Его всегда боялись. Даже мой отец. Пусть он его и приручил, но относился к этой безудержной силе с уважением и опаской. И всегда твердил: огонь должен быть под присмотром.

Что произошло в тот вечер?

Я никогда этого не узнаю. 

Братец что-то пробормотал во сне. Положив руку ему на плечо, осторожно и ласково гладила его, чувствуя под пальцами знакомые шрамы. У меня тоже такие были. Но у Олава их больше. Потому что горящая перекладина придавила нас, и моя детская рука не могла защитить брата. Тлеющие углями щепки попали на него. 

Сильно зажмурилась. Как тогда, давным-давно, чувствуя, что не выживу…

Сколько ночей мне снился этот кошмар? Сколько раз я оказывалась в том плотном кольце огня?

Дым. Густой и плотный. Он лишь казался таким дружелюбным и неопасным. Я поняла, что это не так, лишь тогда, когда начала задыхаться и проснулась, дёрнувшись всем телом на лавке. Весь дом уже затянуло дымом. Ярких всполохов огня я не видела. 

Просидев за прялкой весь вечер, я отправила маму с Олавом спать. Сама же так хотела закончить с этой гадкой и противной шерстью, что просто уснула на лавке от усталости. Светильник приглушили ещё давно, а потом он и вовсе потух. 

Дым пах гадко. Я кричала, звала на помощь, испуганно метась по комнате. С трудом нашла дверь и выскочила к лестнице. Там я увидела пробивающийся огонь. Он жадно поедал дом, прорываясь к широким ступеням, ведущим наверх. 

— Мама!

Очертания женского тела плохо угадывались в едком дыму. Но бледная ладонь, сжимающая платок, четко виднелась на верхней ступеньке. 

Ярко-красная бахрома любимого маминого платка казалась алыми потеками крови. 

Под расшитой тканью что-то шевелилось. 

Бросившись наверх, я вцепилась в этот платок, утягивая вместе с ним малыша Олава.
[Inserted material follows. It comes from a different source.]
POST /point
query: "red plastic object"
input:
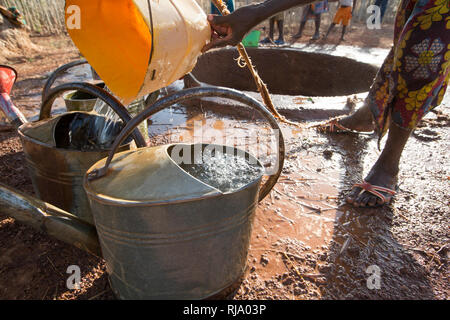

Мама постарались прикрыть его всем, что только было. 

— Мама! Мамочка!

Я тормошила её, надсадно кашляя. Губы и нос обжигали сухим воздухом, меня преследовал запах паленых волос и… горелого мяса. 

— Мама, вставай! — я тянула на себя бесчувственное тело. — Мамочка, прошу тебя!

Но она не вставала. И не дышала. А я трясла её и трясла… Только плач Олава да мой лающий грубый кашель убедили оставить маму. Оставить её.

Я замотала Олава в платок и бросилась с ним к сеням, но туда уже было не пройти. Я кинулась к холодной комнате, но и она пугала меня прожорливыми языками пламени. Окна темнели захлопнутыми ставнями. Дым теперь был и снизу. Дышать становилось всё тяжелее и тяжелее. 

Я металась птицей, бессмысленно прося о помощи. Мы сгорим здесь! Сгорим заживо!

Прижимая плачущего Олава, чувствовала, что задыхаюсь. Потом начали трещать балки и перекрытия. Я взялась за скамью из последних сил…

Больно! Как же больно!

Жар, стекающий по телу. Крики брата и дым, от которого весь мир стал чёрным, мрачным.

Олав завошкался и ткнул меня локтем, невольно возвращая меня из ночных кошмаров. Зашипев от боли, почти радостно открыла глаза. Стонала и дышала, наслаждаясь жизнью. Тот пожар был очень давно. В прошлом. Там осталось всё. Теперь есть только Олав.

На кровати виднелся силуэт. Яркие лунные лучи жидким серебром разливались по покрывалу, принимая форму квадрата. После пожара никогда не закрывала ставни. И в этом ярком светлом пятне виднелось что-то странное. Непонятный образ.

Резко села в кровати и посмотрела в окно. Сначала я ничего не поняла, но потом испуганно прикрыла рот руками и замерла, боясь пошевельнуться. 

Волк. Я видела только его уши и глаза. Окно было слишком высоко, поэтому зверь упёрся лапами в стену и немного приподнялся. Водил носом, втягивая воздух. И смотрел. На меня.